About 75 million years ago, in what is now Alberta, Canada, a dinosaur called Euoplocephalus took its final breath. That exhalation, like every other, was fleeting and insubstantial, but eons later, scientists can still reconstruct the path it took out of the dinosaur’s head. And that path, it turns out, was extraordinarily convoluted.
Euoplocephalus was one of the ankylosaurs—a group of tank-like species covered in bony plates. Their skulls and backs were armored. Their eyelids were occasionally armored. Even the nasal passages inside their skulls were lined with bone, preserving these delicate structures, usually lost to time.
More than a century ago, paleontologists first noticed that those passages included a weirdly complicated series of chambers and tubes. They interpreted these as a set of sinuses that branched from a simple central channel—a slightly more elaborate version of the setup that exists inside your nose. But in 2008, Lawrence Witmer and Ryan Ridgely from Ohio University worked out what was really going on when they put the skulls of several ankylosaurs in a medical CT scanner.
The scans revealed the unusual structure of the creatures’ nasal passages—not sinuses forking off a central channel, but a single airway that repeatedly twists and turns, like roller-coaster tracks or a Krazy Straw. These passages are more complex than the airways of other backboned animals, and they’re remarkably long. The skull of Euoplocephalus “is the length of your arm from the wrist and elbow, but its nasal passage, if stretched out, would run from your shoulder to your fingertip,” says Witmer. “I remember standing up at a paleontology meeting, holding up my hands, and saying, ‘I don’t believe it, but this is what we got.’”

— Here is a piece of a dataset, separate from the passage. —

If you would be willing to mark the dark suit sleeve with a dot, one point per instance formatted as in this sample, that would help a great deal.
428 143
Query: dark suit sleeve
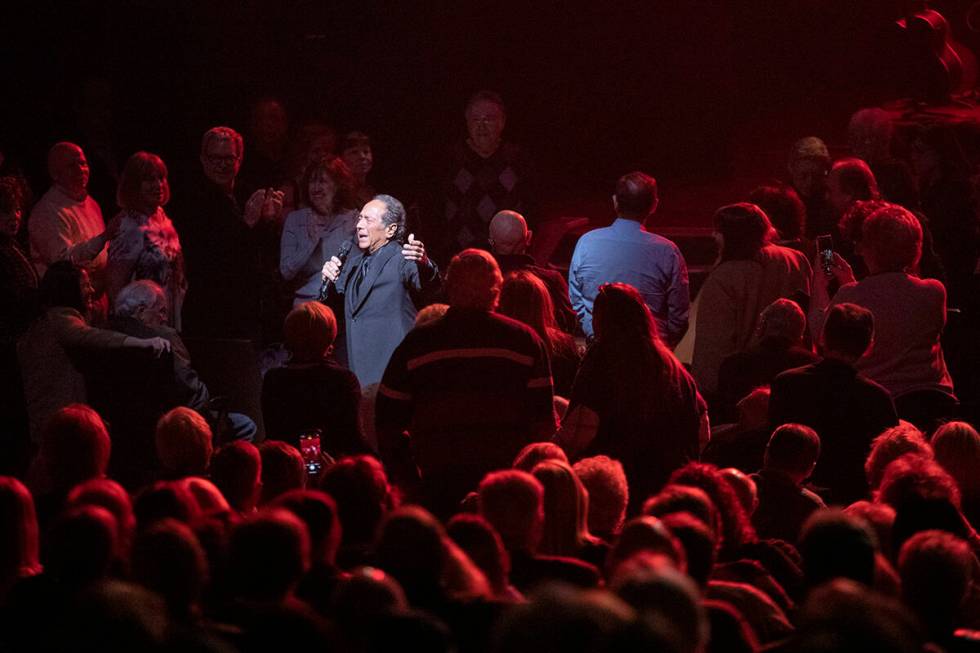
779 408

Witmer and Ridgely thought that these convoluted airways acted as an elaborate air-conditioning system for the ankylosaurs’ brains. These were big, car-size animals whose bodies would have retained a lot of heat in the Mesozoic sun. “Hot blood would have come up from the core of their bodies to their brains,” says Witmer. “And while these dinosaurs’ brains were famously small, they were still brains.” Brains are especially sensitive to rises in temperature, which is why confusion and fainting are among the first signs of heatstroke. So how did ankylosaurs and other giant dinosaurs keep their noggins from cooking?
It was all in the nose, Witmer guessed. The vessels carrying blood from an ankylosaur’s body to its head ran alongside its long nasal canal. Every time the dinosaur inhaled, cool air would have meandered through that twisty airway, absorbing the heat from the adjacent blood and cooling it before it hit the brain.
Witmer’s colleagues Jason Bourke and Ruger Porter have now tested this idea. They used medical scanners to create digital replicas of the skulls of two ankylosaurs—Euoplocephalus and Panoplosaurus. Then they simulated the flow of air through these virtual noses, using techniques that are more commonly used by aerospace engineers.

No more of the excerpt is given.